\section{Gradient Flow does not Memorize}

In this section, we prove that gradient flow (GF) does not converge to solutions that memorize training points. 
First we formally define a memorizing neuron and a memorization solution. 
\begin{defn}
\label{def:memorizing_neuron}
A neuron $i \in [r]$ is a {\em memorizing neuron}, if there exists a sample $\hat{\vx} \in \sS_x$ such that:
\be
\label{eq:memorization_condition}
\vw_i \cdot \hat{\vx} + b_i > 0 \text{ and } \forall \vx \in \gX \backslash \{ \hat{\vx}\} \: \: \vw_i \cdot \vx + b_i \le 0
\ee
In this case, we say that neuron $i$ {\em memorizes} $\hat{\vx}$.
\end{defn}

Thus, a neuron $i$ memorizes $\hat{\vx}$ if it is the only point in $\gX$ that has a positive dot product with the neuron. Since the nonlinear activation of the network is ReLU, this implies that only the point $\hat{\vx}$ activates neuron $i$.

\begin{defn}
\label{def:memorization}
$\mth$ is a memorization solution if $\mth$ is perfect (Definition \ref{def:perfect}) and there exists $i \in [r]$ and a sample $\hat{\vx} \in \sS_x$ such that neuron $i$ memorizes $\hat{\vx}$.
\end{defn}

Note that the solution in \figref{fig:memorizetion_global_minimum} is a memorization solution where all positive points in $\sS_+$ are memorized. Definition \ref{def:memorization} defines a broader set of solutions in which at least one point is memorized.

We now state the assumptions that are required for our main result. We apply recent results of  \citet{lyu2019gradient,ji2020directional}, which assume that GF is in the late phase of training. Therefore, we will need the following assumption.
\begin{ass}
\label{assump:late_phase}
There exists $t_0$ s.t. $L\left(\mtht{t_0}\right) < \frac{\ln2}{n}$.
\end{ass}

The next theorem shows that GF cannot converge to memorization solutions.

\begin{thm}
\label{thm:non_converge_to_memorization}
Assume that Assumption \ref{assump:late_phase} holds and $D > 2$, $K \ge 2$. Let $\mth$ be a memorization solution.
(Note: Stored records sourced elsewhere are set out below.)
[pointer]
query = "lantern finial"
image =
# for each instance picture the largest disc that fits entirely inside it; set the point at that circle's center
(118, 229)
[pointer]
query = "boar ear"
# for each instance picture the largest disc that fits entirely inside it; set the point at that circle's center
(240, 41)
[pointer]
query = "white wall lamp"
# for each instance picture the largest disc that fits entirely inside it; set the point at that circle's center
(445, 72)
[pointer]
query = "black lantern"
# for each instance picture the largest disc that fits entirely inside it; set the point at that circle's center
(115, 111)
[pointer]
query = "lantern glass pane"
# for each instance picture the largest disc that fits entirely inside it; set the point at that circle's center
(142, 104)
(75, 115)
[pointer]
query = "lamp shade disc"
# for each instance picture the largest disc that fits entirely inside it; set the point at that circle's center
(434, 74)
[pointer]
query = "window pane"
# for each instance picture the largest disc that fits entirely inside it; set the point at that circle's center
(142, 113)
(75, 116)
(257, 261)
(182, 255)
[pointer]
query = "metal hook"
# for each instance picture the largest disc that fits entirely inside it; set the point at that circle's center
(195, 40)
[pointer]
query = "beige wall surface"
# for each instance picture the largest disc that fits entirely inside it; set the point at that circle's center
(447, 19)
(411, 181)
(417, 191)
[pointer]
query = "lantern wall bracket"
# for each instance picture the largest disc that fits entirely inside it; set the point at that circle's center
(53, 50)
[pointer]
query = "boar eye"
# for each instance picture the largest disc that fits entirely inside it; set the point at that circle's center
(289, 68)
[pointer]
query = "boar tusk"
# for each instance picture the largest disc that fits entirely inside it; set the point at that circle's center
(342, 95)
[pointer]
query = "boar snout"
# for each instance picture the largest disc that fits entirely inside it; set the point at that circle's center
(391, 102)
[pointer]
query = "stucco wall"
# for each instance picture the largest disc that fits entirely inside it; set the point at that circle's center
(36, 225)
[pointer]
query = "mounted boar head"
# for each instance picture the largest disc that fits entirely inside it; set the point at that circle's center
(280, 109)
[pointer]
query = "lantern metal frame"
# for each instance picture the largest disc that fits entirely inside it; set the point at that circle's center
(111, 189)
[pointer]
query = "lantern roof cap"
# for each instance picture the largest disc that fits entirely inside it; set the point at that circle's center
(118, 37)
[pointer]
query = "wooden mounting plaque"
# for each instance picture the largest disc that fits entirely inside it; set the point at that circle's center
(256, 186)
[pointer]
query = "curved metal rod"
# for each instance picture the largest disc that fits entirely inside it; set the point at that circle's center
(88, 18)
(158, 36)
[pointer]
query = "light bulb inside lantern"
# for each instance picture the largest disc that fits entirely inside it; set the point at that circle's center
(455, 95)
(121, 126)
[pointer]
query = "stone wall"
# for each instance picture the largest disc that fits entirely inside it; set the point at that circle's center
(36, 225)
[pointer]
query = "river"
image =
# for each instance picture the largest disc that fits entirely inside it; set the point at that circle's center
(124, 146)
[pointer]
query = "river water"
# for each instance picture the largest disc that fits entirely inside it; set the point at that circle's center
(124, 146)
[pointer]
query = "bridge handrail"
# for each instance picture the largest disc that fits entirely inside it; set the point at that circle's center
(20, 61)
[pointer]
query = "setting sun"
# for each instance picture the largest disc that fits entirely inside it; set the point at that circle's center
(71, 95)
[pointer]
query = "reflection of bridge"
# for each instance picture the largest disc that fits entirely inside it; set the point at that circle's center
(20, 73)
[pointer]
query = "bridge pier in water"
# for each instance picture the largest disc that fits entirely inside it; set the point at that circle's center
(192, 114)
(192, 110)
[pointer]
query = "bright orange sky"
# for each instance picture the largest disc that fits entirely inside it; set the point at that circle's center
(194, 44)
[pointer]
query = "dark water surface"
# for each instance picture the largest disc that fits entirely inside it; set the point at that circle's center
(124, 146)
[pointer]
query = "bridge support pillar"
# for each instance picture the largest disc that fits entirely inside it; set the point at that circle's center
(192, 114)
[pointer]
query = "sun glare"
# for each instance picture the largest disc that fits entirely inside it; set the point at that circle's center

Then GF does not converge to $\mth$.
\end{thm}

The proof ideas is as follows. \citet{lyu2019gradient} and \citet{ji2020directional} show that under Assumption \ref{assump:late_phase}, GF converges to a KKT point of \eqref{eq:maxmargin}. KKT points must satisfy the KKT conditions: stationarity and complementary slackness (see supplementary for details). We use this fact together with the structure of the subgradient updates to show that memorization solutions cannot satisfy the KKT conditions.

To show this, we first characterize the memorizing neuron using the following lemma:
\begin{lem}
\label{lem:main_paper_memorization_properties}
For $D > 2$. Let $\mth$ be a solution with a neuron $i \in [r]$ that memorizes a sample $\hat{\vx} \in \sS_x$, then $\mth$ satisfies the following properties:
\begin{enumerate}
    \item $\hat{x}_j = \sign(w_{ij})$ for all $1 \le j \le D$.
    \item For $\vx \in \gX$ if $\vw_i \cdot \vx + b_i = 0$ then $\vx \cdot \hat{\vx} = D - 2$.
    \item $b_i < 0$
\end{enumerate}
\end{lem}

Then, by complementary slackness and the non-negativity of the slack variables we show that the stationarity conditions of the weights and biases cannot hold. Thus, memorization solutions are not KKT points and GF cannot converge to them.